Implement secure, compliant and resilient Identity and Access Management (IAM) capabilities that enforce least privilege across human users, devices, service accounts and other Non-Person Entities (NPEs).
Organizations enforce least privilege by limiting access to Technology Assets, Applications, Services and Data (TAASD) to authorized users, services and entities with Need to Know (NTK) / Need to Access (NTA) based on approved identities, authentication strength, attributes and access rights.
Identity is the control plane for access. The IAC domain governs the full Identity and Access Management (IAM) discipline: how identities are established, how authentication strength is set, how access rights are defined and enforced and how the principle of least privilege is applied to both human users and Non-Person Entities (NPEs).
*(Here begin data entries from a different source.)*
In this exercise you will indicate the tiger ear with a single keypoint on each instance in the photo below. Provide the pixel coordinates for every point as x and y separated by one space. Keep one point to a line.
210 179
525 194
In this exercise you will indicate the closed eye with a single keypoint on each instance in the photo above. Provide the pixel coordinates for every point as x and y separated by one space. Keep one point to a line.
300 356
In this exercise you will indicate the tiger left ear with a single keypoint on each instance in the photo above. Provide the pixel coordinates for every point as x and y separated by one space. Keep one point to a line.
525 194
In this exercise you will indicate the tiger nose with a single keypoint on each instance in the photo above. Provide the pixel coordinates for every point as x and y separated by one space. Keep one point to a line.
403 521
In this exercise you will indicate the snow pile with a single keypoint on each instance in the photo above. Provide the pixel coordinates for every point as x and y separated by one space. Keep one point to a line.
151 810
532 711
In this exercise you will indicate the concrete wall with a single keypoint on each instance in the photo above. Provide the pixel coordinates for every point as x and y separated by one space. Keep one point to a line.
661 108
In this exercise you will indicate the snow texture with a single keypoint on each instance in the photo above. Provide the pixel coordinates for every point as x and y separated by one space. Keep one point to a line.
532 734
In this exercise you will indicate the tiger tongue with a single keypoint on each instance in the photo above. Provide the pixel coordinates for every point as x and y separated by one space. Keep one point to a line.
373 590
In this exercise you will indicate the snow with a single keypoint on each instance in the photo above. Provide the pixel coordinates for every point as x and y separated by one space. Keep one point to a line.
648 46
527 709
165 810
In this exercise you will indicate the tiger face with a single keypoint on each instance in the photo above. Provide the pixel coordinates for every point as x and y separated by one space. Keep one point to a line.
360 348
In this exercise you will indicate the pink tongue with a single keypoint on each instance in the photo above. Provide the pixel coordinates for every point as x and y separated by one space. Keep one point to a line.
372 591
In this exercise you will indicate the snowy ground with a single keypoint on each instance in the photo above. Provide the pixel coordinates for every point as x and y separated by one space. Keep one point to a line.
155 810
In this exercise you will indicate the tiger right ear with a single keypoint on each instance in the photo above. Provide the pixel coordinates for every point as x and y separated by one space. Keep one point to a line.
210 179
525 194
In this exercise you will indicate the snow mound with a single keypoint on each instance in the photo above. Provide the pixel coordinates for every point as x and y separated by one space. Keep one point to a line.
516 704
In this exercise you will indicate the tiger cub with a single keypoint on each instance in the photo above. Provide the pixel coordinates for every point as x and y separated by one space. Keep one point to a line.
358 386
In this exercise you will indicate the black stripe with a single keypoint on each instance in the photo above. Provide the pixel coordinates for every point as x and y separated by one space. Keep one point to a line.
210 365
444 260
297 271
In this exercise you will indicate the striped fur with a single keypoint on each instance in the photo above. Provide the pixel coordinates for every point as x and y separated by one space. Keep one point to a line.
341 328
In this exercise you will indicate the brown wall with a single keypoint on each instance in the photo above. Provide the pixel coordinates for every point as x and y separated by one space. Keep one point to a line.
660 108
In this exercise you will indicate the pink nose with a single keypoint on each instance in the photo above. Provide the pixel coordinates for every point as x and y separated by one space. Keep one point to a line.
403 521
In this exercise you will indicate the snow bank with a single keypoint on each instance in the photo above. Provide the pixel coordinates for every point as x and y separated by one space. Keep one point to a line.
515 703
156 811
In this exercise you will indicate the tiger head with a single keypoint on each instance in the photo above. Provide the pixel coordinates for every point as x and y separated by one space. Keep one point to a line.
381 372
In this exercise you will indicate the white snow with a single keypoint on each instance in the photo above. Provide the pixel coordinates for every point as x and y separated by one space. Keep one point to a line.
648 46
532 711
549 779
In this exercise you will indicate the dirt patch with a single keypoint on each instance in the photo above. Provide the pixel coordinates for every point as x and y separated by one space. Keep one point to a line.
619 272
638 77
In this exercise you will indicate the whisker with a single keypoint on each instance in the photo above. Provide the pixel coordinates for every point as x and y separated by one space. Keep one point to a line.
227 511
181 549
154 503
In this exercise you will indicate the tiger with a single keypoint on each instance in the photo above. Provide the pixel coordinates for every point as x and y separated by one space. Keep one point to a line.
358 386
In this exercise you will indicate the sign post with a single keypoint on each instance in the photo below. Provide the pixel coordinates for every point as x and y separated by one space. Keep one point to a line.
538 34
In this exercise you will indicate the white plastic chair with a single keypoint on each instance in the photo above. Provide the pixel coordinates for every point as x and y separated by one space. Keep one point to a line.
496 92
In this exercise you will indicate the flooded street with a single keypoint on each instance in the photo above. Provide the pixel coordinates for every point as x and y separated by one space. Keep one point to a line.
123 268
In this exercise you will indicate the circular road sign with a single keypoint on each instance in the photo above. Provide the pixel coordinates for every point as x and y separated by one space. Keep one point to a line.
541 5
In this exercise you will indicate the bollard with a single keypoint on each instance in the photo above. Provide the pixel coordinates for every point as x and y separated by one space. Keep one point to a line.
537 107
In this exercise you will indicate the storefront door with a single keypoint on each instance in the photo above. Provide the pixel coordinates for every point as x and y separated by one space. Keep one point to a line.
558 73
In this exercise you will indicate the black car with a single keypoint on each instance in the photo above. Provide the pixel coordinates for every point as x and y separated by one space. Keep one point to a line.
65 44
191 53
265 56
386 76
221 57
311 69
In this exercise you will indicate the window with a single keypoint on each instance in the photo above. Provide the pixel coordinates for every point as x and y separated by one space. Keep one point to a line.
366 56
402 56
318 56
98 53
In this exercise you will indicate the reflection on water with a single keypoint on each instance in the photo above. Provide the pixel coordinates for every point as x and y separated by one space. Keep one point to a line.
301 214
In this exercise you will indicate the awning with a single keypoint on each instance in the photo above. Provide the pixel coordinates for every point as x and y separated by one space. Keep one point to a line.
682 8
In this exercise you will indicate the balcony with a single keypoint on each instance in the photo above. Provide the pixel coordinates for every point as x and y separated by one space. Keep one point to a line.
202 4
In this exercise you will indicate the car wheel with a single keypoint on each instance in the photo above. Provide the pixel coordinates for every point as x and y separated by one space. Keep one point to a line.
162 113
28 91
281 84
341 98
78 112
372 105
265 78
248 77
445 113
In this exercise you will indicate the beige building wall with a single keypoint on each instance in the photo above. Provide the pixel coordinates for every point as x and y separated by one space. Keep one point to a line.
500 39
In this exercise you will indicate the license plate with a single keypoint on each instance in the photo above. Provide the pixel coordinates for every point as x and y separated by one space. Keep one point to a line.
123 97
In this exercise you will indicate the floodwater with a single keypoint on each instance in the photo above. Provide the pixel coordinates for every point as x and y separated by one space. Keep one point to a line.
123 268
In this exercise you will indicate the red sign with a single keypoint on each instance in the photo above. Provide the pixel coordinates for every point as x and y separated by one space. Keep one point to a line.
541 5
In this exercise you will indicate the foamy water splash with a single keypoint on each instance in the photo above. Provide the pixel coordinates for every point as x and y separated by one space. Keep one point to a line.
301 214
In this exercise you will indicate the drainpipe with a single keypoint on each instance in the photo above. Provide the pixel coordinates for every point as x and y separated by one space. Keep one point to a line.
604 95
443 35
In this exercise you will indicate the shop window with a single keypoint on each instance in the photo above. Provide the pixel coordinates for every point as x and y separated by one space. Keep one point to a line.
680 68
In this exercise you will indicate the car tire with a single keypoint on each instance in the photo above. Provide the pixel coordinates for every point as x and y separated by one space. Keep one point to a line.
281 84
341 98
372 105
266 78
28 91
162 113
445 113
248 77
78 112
NPEs include service accounts, APIs, automated processes and devices, all of which can carry significant privilege and are frequently under-governed compared to human accounts.
The SCF's intent for IAC centers around Need to Know (NTK) and Need to Access (NTA). Those two concepts are distinct. NTK applies to information access based on role and purpose. NTA applies to system access based on function. An account should have only the access required for its specific function, verified by approved identity and authentication. That sounds simple; in practice most organizations have significant privilege sprawl that accumulated over years of provisioning without corresponding deprovisioning.
IAC is the control domain most directly exploited by attackers. Credential-based attacks, including phishing, password spray and credential stuffing, succeed when authentication controls are weak. Lateral movement succeeds when privileges are excessive. IAC controls are not optional security improvements; they are the primary defense against the techniques most commonly used in actual breaches.